What Ferritin Actually Measures
Ferritin is the protein your body uses to store iron. A small, steady amount also circulates in your blood, and that level closely mirrors how much iron you have in reserve — which is why a ferritin blood test is the single best measure of your body's iron stores. When your reserves run low, ferritin falls; when iron builds up, ferritin rises.
Ferritin is usually ordered as part of iron studies (alongside serum iron, transferrin and transferrin saturation), and often follows an abnormal full blood count (FBC) that hints at an iron problem.

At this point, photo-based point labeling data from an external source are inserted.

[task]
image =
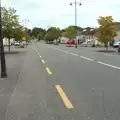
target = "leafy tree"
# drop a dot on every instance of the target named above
(10, 20)
(70, 32)
(38, 33)
(52, 33)
(107, 30)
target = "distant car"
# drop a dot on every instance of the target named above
(116, 44)
(17, 44)
(55, 42)
(71, 42)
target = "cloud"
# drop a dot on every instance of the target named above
(59, 13)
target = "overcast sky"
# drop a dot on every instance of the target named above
(59, 13)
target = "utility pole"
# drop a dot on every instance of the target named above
(25, 21)
(2, 54)
(76, 3)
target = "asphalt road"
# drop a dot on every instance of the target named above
(62, 83)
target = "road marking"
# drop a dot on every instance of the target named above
(63, 96)
(43, 61)
(108, 65)
(74, 54)
(66, 52)
(48, 70)
(40, 56)
(87, 58)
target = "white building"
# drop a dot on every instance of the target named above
(6, 41)
(63, 39)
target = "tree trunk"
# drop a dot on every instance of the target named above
(9, 45)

How Ferritin Is Reported in Australia
Australian labs report ferritin in micrograms per litre (µg/L) — numerically the same as the ng/mL you may see internationally. There is no single national reference interval; each lab sets its own, and the figure printed next to your result is the one that matters.
Normal Ferritin Range
| Group | Typical ferritin reference range (µg/L) |
|---|---|
| Adult men | ~30–300 |
| Women (pre-menopause) | ~15–200 |
| Women (post-menopause) | ~30–300 |
Women of reproductive age sit lower on average because of monthly menstrual blood loss. One important nuance: many Australian GPs treat a ferritin below about 30 µg/L as iron deficient even when it is technically "within range", because symptoms often appear well before ferritin falls to the very bottom of the interval.
What a Low Ferritin Means
Low ferritin means your iron stores are depleted — iron deficiency, the most common nutritional deficiency in Australia. It can cause fatigue, breathlessness on exertion, hair loss, brittle nails, restless legs and poor concentration, and it often appears before full iron-deficiency anaemia shows on your FBC. Common causes include:
- Heavy or frequent menstrual periods.
- Pregnancy and breastfeeding.
- A diet low in absorbable iron (including some plant-based diets).

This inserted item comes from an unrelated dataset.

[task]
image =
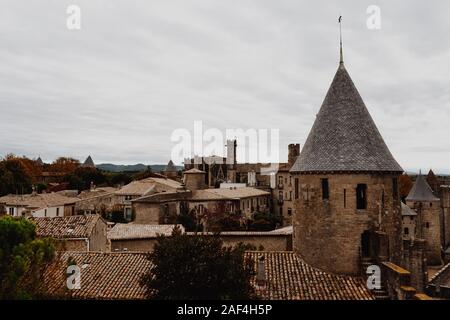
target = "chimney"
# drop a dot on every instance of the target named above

- Gastrointestinal blood loss — ulcers or bowel conditions, which is why unexplained iron deficiency in men and post-menopausal women is always worth investigating.
- Malabsorption, such as undiagnosed coeliac disease.
For the difference between low iron stores and full-blown anaemia, see our guide to iron deficiency without anaemia.
What a High Ferritin Means
A high ferritin is trickier, because it is not always iron overload. The causes split into two groups:
- True iron overload — most often hereditary haemochromatosis, a genetic condition that is relatively common in Australians of northern European descent, or repeated blood transfusions.
- Ferritin as an "acute-phase reactant" — ferritin rises with inflammation, infection, liver disease, heavy alcohol use, fatty liver and metabolic syndrome, and some cancers, completely independent of how much iron you have.
This is why a high ferritin is read alongside transferrin saturation and a marker of inflammation such as CRP. High ferritin with a high transferrin saturation points toward iron overload; high ferritin with a normal saturation more often reflects inflammation. A persistently high, unexplained ferritin should be followed up with your GP, who may arrange haemochromatosis (HFE gene) testing.
When You Need a Ferritin Test
- You have symptoms of iron deficiency, or your FBC suggests an iron problem.
- You are pregnant, have heavy periods, donate blood regularly, or follow a vegetarian or vegan diet.
- You have a family history of haemochromatosis or previously high iron.
- You are monitoring the response to iron treatment.
Will Medicare Cover a Ferritin Test?
Yes, when there is a clinical reason and a GP referral. Ferritin is usually requested as part of iron studies, which Australian pathology providers bulk-bill in most cases, so you typically pay nothing out of pocket. Tests you request yourself without a referral may attract a fee.
How to Track Your Ferritin Over Time
Ferritin responds slowly to treatment — iron stores can take months to rebuild — so the trend across several tests tells you far more than any single reading. Charting ferritin alongside your FBC is the clearest way to see whether iron treatment is working or whether stores are drifting down again. You can keep every result in one place with BloodTrack.
This guide is general information for an Australian audience and is not a substitute for personal medical advice. Reference ranges vary between laboratories — always read your result against your own lab's printed range, and discuss any abnormal result with your GP.